M. MURAT KUBİLAY
mmkubilay@gmail.com
Görülmemiş ölçekte döviz oynaklığı yaşadığımız haftanın ardından bambaşka bir boyuta geçtik. Bu hızlı geçişte ‘kur korumalı TL mevduat’ ürününün hayatımıza girişi ana etken. Kısaca açıklayalım.
Paranızı doğrudan döviz tevdiat hesabında tutabilirsiniz. Bu size serbestçe alım-satım hakkı verir. Eğer bu hakkınızdan üç aylığına feragat eder, TL’ye geçer ve bu yeni ürünü satın alırsanız, karşılığında TCMB politika faizi kadar faiz kazanacaksınız ve buna ek olarak döviz yukarı gittiğinde oluşan farkı da kaçırmayacaksınız. Buna karşılık paranızı TL mevduatta sabitlediğiniz için dövizdeki kısa vadeli dalgalanmalarda işlem yapamayacaksınız.
Birikimlerini pasif ve uzun vade trendlerine göre yönetenler için yerinde bir ürün. Mevduat dönüşündeki değerleme döviz kuru her gün saat 11:00’de TCMB tarafından açıklanacak. Bu kur üzerinde örtülü baskı uygulanmazsa sistem şeffaflıkla işleyecek. Bu esnada stopaj ödenmeyecek. Al-sat peşinde koşanları bu sisteme ikna etmek mümkün değil. Yani döviz alıp satan ve arada borsa veya altın tarafına geçenler için uygun değil. Uzun vadeli yatırımcıların ikna edilmesinde ise iktidara yönelik siyasi önyargılar etkili olabilir. Bu mevduat yapıldığında ve vade bitimi olduğunda, piyasadan yeniden döviz almak istendiğindeki kur seviyesi ile bankaların size sunduğu arasındaki fark büyürse yine güven sorunu artar.
Buraya kadar olan bireysel yatırımcıları ilgilendiren kısımdı. Sıra sistemin işleyişinde. Sistem kendi kendini besleyebilen bir özelliğe sahip. Yani işleri iyiyken daha da iyi hale getiriyor, kötüyken çok daha kötü.

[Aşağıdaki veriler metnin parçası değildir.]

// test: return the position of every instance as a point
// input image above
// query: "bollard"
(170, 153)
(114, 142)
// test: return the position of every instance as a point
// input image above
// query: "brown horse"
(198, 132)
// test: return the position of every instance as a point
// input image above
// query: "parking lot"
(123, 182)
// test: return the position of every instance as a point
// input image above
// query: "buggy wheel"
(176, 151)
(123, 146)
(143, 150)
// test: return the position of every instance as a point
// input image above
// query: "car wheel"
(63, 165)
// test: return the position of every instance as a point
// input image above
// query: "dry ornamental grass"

Örneğin herkes döviz satarsa ve neticesinde kur düşerse; hem döviz tutan hem de dövize endeksli bu mevduata sahip olan ek kazanç sağlayamayacak, buna ek olarak Hazine aradaki farkı ödemekten kurtulacak. Böylece hem kur istikrarı hem de enflasyonun kontrol altında tutulması mümkün olacak, bu esnada Hazine bir ödeme yapmayacak. Eğer kurda bir artış olursa, artık cari fazla veren ve bu nedenle rezervlerini satabilecek güce erişen TCMB devreye girecek, döviz kurunu savunacak. Bu durum birkaç kez yaşanıp da Merkez Bankası rüştünü ispat ettiğinde, bireylerin dövize olan yönelimi azalacak.
Madalyonun diğer tarafı ise çok fena. Bir nedenle döviz kuru yukarı gider ve TCMB bunu kontrol edemezse, işte o zaman Hazine’ye olan yük iyice artar. Mevcut halde merkezi hükumetin borçlarının neredeyse üçte ikisi döviz ve altın cinsiydi ve buna ek olarak döviz garantili projeler vardı. Bir de bu mevduatlara verilen döviz geliri garantisi nedeniyle, devletin yükümlülükleri hiç olmadığı kadar dolarize olacak. Bir patlama halinde yükümlülüklerin ödenebilmesi için sadece döviz rezervleri iyice tüketilmeyecek, üstüne TL yükümlülükler için de para basımına geçilecek ve ardından finansal sistem ve kamu maliyesinde yıkım yaşanacak.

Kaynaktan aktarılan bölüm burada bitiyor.